La cripta embrujada
AUTOS LOCOS
Pertenezco a la selecta y cada vez más escasa minoría de seres humanos que ni tienen ni quieren sacarse el carné de conducir. Mi interés por los automóviles es testimonial. Me gustan las persecuciones de coches en películas y series. Pero no sería capaz de reconocer ni decir el nombre de un modelo concreto, actual o de época, aunque me estuvieran metiendo astillas entre las uñas. Esa es la prueba definitiva del genio de David Cronenberg, quien con Crash (1996) –que reedita A Contracorriente acompañada por magníficos extras, incluyendo varios cortometrajes del director–, es capaz de ponerme cachondo como una perra en celo.

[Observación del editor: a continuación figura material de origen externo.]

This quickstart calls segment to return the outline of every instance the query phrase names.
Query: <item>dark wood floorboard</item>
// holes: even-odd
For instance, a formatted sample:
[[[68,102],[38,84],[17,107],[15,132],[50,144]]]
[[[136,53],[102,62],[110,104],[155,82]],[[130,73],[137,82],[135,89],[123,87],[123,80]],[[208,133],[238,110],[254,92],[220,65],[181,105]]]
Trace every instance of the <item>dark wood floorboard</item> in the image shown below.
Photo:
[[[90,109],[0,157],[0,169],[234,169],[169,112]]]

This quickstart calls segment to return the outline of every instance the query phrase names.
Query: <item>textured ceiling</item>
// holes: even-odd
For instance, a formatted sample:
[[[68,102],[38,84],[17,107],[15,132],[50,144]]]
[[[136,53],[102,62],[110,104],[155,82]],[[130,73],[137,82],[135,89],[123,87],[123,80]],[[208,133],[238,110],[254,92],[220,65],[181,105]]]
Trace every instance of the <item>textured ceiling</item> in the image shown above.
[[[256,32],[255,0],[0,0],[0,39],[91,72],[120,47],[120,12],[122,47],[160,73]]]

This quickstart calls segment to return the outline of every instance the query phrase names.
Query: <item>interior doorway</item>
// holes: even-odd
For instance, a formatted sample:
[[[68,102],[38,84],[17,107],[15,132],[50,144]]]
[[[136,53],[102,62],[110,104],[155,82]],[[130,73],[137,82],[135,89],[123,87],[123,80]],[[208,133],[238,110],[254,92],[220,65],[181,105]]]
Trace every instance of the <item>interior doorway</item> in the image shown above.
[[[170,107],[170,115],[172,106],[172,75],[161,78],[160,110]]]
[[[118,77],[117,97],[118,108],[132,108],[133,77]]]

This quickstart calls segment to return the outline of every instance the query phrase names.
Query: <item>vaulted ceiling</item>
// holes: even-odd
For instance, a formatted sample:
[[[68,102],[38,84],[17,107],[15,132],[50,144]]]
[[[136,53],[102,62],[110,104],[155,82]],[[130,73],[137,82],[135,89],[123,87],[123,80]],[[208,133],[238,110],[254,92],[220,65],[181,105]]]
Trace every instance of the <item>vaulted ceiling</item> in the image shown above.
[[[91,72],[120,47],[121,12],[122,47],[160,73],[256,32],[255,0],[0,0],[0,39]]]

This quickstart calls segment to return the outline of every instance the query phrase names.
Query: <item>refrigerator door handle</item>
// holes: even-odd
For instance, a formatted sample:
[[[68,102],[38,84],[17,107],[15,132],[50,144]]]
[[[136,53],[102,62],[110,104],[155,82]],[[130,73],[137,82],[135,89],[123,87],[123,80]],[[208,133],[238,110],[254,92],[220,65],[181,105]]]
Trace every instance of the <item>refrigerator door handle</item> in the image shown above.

Algo de culpa tiene también un reparto de ambos sexos tan atractivo como inquietante: de la torva lascivia canalla y sociopática de Elias Koteas a la gelidez escultural de Deborah Kara Unger y James Spader, pasando por la disimulada sensualidad de Holly Hunter para eclosionar con el intenso erotismo perverso de Rosanna Arquette. Agitados y revueltos sus cuerpos y almas –que no tienen, es por decir algo–, semidesnudos entre amasijos de metal y plástico, neumáticos, asfalto caliente, cicatrices y aparatos ortopédicos, se nos aparecen como una celebración nihilista, sin moral, complejos ni sentimentalismo alguno, de las bodas entre Eros y Tánatos en mitad de la autopista sin retorno del tardocapitalismo posindustrial occidental.
Quizá sea Crash una sutil sátira del enfermizo rumbo de nuestra tecnófila sociedad narcisista, a través de su principal vehículo de expresión: el automóvil, mecánico símbolo consumista del poder individual… y causa de más muertes que todas las guerras y pandemias del siglo XX. Puede que sea, como gruñen sus detractores, pura pornografía fetichista decadente (ojalá). O tal vez se trate, simplemente, del mejor anuncio de coches de la historia para quienes no sabemos conducir.